Yep, another new kind of incident: the "thought echo."
I've been experiencing these for some time, more or less. However, as of late, this particular kind has been predominant, and refined itself into a reasonably consistent pattern, for whatever reason. My first few months of 2017 have been something of an "echo chamber," you could say.

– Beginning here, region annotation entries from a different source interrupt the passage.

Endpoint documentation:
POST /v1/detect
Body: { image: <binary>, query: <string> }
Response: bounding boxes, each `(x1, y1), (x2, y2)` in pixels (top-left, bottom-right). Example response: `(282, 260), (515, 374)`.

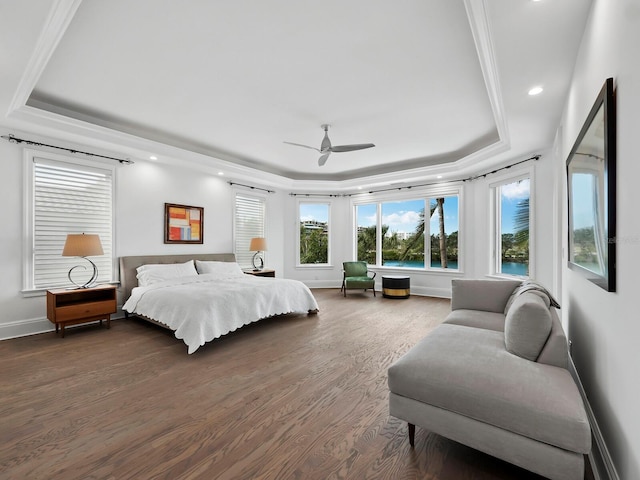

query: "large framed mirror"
(567, 78), (616, 292)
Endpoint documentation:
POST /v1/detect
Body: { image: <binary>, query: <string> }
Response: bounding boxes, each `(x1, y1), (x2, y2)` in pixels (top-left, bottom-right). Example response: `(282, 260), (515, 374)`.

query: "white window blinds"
(234, 194), (268, 268)
(28, 157), (113, 289)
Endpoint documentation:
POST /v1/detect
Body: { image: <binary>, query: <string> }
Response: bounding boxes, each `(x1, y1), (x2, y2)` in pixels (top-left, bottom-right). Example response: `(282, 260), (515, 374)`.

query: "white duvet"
(122, 274), (318, 353)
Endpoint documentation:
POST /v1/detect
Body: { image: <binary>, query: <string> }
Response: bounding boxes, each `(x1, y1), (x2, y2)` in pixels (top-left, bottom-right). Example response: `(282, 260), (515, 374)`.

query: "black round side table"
(382, 275), (411, 298)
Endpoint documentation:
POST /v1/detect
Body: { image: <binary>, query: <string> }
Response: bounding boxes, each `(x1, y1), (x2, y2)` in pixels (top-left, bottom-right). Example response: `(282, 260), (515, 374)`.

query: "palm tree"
(513, 198), (529, 244)
(400, 197), (448, 268)
(436, 198), (448, 268)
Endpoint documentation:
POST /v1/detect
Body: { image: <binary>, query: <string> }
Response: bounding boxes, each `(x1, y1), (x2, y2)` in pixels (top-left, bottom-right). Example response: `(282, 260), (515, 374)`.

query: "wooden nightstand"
(47, 285), (116, 337)
(243, 268), (276, 277)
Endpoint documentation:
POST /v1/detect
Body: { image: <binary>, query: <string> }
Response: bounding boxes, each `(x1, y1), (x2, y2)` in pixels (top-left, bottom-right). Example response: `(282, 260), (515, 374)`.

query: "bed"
(120, 253), (318, 354)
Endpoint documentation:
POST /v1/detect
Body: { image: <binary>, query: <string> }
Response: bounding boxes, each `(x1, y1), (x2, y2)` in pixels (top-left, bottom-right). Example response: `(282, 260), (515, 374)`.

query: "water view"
(384, 260), (529, 277)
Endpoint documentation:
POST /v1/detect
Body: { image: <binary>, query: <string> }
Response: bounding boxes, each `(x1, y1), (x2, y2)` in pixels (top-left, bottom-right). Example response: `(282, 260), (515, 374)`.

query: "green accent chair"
(340, 262), (376, 297)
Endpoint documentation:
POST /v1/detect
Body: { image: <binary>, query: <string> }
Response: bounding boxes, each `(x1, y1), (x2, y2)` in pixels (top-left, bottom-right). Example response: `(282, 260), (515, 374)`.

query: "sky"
(300, 203), (329, 222)
(358, 196), (459, 233)
(500, 178), (530, 233)
(300, 179), (540, 233)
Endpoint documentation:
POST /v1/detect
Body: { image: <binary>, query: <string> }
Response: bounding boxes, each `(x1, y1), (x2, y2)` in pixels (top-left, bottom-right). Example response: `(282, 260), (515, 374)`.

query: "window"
(356, 203), (378, 265)
(355, 193), (459, 270)
(233, 193), (269, 268)
(298, 202), (330, 265)
(380, 199), (425, 268)
(429, 195), (460, 270)
(493, 176), (530, 277)
(25, 151), (113, 290)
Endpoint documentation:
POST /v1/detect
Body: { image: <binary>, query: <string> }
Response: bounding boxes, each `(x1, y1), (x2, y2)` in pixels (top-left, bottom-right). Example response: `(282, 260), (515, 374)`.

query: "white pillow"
(196, 260), (244, 278)
(136, 260), (198, 287)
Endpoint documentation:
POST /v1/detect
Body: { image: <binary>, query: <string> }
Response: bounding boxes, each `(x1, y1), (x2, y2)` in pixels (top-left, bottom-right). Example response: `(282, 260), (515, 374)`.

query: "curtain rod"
(2, 135), (134, 165)
(289, 192), (344, 197)
(229, 182), (276, 193)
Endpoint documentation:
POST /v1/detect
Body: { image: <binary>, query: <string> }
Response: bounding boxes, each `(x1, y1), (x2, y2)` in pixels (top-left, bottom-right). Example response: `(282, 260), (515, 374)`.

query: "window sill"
(296, 263), (334, 270)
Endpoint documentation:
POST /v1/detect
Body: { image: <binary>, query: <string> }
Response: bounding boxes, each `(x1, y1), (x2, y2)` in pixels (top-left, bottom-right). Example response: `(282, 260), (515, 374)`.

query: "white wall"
(558, 0), (640, 479)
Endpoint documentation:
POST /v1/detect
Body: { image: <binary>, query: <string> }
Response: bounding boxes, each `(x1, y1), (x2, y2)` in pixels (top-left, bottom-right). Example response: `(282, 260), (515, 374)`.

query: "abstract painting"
(164, 203), (204, 243)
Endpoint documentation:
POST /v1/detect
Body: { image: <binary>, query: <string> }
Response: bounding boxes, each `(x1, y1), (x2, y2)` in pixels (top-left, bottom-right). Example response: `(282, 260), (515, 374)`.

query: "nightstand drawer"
(55, 300), (116, 322)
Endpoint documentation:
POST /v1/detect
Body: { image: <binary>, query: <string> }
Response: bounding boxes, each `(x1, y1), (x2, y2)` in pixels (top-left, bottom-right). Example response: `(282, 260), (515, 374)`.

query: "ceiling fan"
(284, 124), (375, 166)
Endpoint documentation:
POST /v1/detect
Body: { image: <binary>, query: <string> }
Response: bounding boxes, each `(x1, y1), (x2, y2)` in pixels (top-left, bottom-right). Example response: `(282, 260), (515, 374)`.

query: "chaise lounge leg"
(407, 423), (416, 447)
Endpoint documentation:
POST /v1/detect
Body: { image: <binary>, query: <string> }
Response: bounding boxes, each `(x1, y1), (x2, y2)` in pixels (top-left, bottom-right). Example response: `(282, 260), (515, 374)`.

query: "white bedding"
(122, 274), (318, 353)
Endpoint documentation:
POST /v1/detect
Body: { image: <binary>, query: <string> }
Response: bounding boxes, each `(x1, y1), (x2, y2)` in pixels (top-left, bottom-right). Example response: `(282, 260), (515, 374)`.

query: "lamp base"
(67, 257), (98, 290)
(251, 252), (264, 272)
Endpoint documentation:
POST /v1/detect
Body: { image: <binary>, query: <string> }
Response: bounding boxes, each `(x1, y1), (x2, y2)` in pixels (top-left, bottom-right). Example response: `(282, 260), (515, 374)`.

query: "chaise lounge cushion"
(504, 292), (551, 362)
(444, 309), (504, 332)
(388, 324), (591, 453)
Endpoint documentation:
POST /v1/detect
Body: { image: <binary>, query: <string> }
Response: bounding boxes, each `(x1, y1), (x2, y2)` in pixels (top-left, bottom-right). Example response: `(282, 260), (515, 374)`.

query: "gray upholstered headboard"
(120, 253), (236, 303)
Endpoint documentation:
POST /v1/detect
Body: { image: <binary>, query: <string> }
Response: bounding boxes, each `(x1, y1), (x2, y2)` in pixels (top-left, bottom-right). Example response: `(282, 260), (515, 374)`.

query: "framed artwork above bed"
(164, 203), (204, 243)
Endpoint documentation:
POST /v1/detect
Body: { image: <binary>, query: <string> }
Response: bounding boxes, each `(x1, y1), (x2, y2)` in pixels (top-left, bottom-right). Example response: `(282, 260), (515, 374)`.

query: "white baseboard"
(569, 355), (620, 480)
(302, 280), (451, 298)
(0, 318), (55, 340)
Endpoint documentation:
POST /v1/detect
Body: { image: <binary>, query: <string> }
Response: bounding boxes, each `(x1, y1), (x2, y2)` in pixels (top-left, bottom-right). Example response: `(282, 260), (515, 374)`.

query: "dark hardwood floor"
(0, 290), (592, 480)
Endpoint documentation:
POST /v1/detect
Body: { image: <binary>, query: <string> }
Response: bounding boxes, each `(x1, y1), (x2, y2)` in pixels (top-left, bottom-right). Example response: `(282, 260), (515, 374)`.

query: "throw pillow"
(504, 292), (552, 362)
(136, 260), (198, 287)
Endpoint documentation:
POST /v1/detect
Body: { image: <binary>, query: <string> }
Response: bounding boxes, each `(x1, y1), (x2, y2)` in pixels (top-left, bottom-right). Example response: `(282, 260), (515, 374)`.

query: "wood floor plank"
(0, 289), (592, 480)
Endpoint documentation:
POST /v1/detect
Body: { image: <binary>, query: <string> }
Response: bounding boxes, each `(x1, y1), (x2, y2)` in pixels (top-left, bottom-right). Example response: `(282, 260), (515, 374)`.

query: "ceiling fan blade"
(283, 142), (320, 152)
(318, 156), (331, 167)
(320, 125), (331, 152)
(331, 143), (375, 153)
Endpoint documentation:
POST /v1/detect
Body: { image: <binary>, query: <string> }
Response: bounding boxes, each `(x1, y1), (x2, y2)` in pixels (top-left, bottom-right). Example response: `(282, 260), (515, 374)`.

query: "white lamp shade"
(62, 233), (104, 257)
(249, 237), (267, 252)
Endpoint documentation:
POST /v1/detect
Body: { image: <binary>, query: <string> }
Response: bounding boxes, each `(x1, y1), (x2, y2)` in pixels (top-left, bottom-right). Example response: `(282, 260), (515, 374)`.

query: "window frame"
(350, 184), (464, 274)
(296, 199), (333, 268)
(489, 171), (536, 280)
(21, 148), (117, 297)
(232, 189), (269, 269)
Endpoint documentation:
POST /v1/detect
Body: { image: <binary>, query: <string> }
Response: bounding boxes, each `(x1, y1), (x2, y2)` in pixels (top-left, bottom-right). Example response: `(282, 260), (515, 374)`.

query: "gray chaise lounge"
(389, 280), (591, 480)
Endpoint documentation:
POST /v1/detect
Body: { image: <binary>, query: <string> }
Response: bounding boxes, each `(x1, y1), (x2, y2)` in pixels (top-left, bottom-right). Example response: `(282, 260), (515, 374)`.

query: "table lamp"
(249, 237), (267, 272)
(62, 233), (104, 288)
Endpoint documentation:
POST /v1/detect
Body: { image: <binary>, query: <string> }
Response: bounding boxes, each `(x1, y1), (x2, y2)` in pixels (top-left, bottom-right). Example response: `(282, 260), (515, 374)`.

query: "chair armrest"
(451, 280), (522, 313)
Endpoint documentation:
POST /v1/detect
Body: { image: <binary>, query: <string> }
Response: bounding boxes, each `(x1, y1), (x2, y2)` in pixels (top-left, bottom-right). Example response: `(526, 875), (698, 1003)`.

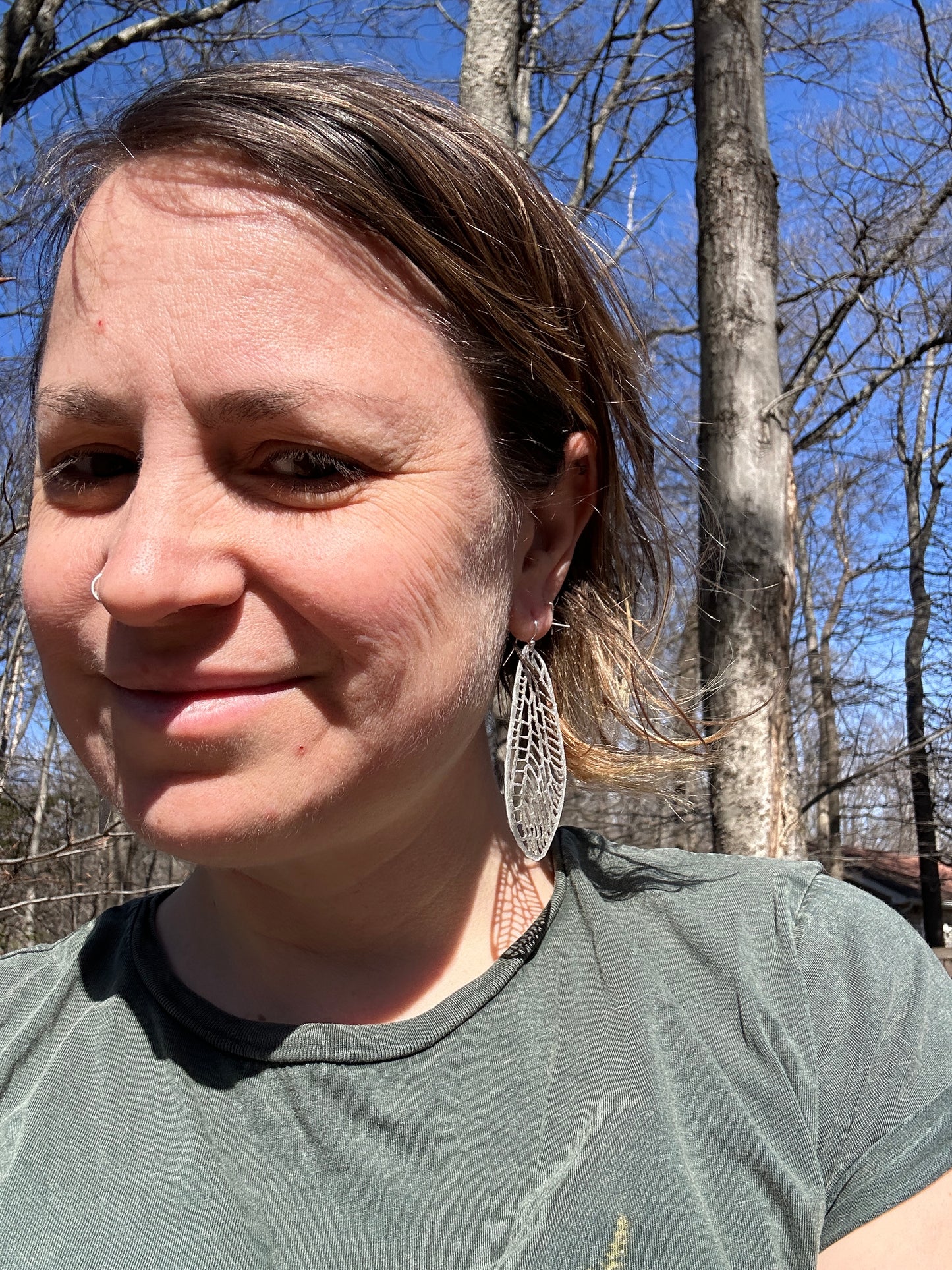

In my personal synchronistic lexicon, the echo-type is simple in concept, yet quite striking in effect: the recurrence of my inner reality in external reality, often in real-time. Usually, this will involve a thought or feeling of mine, or an event I'm currently experiencing, being somehow doubled in the outside world -- as to be "echoed" (or, sometimes the more appropriate description might be "reflected"). Thus, a typical thought-echo would be, say, randomly thinking of "balloons," at the exact instant that, from out of nowhere, a windblown balloon sails across my vision (and, usually, it would be the first balloon I'd seen in months or maybe years, and my thinking of balloons in the first place would arise due to some separate, totally unrelated event, such as hearing "balloon" on a nearby radio).
Here's an actual example.
This incident, which occurred amidst many similar ones on the afternoon 4/18/17, personifies the "thought echo" -- and doubly so, as it were. It began rather subtly: when, while driving down the road, I suddenly stopped for a car trying to enter traffic, feeling utterly Compelled to do so -- and, right as the car came forward and the driver gave a friendly wave, my radio randomly sang "let it all out." And there you have it: at the exact instant I "let out" the car, the radio "echoed" this event, and with reasonable precision, both literally and essentially.
Now, at this point, there wasn't much of an incident to speak of. Yes, the theme of "letting out" was echoed pretty coherently, and the timing of the two coinciding events couldn't possibly have been tighter (and, what's more, I'd experienced many nearly identical incidents just that day alone, as to establish a pattern). But, all the same, it's not impossible that this was, simply, a traditional coincidence, and not even a hugely unlikely one.
But then the soda popped.
The can of Pepsi was lying beside me in a plastic bag on the floorboard, put there after I'd picked it up as trash in a parking lot several minutes earlier. Apparently, the can had been in the sun for some time, for it was warm to the touch, and swollen and deformed with pressure. And then, apparently, after being further cooked on the hot floorboard when I'd begun driving, the poor can just couldn't take it anymore -- and so it popped, spraying caramel-colored foam with a serpentine hiss.
It popped, at the exact instant the lyric refrained on the radio: "let it all out."
And, indeed, the soda was quite entirely "let out," as to fill the extent of the trash bag (which, thankfully, I'd tied closed after dropping the can inside).
Not just one "echo," but two, back to back, within the space of seconds.
After pulling off and successfully dumping the soda-filled bag before it could despoil my car's carpet floorboard, I stood by the trashcan for some time. Synchroshocked.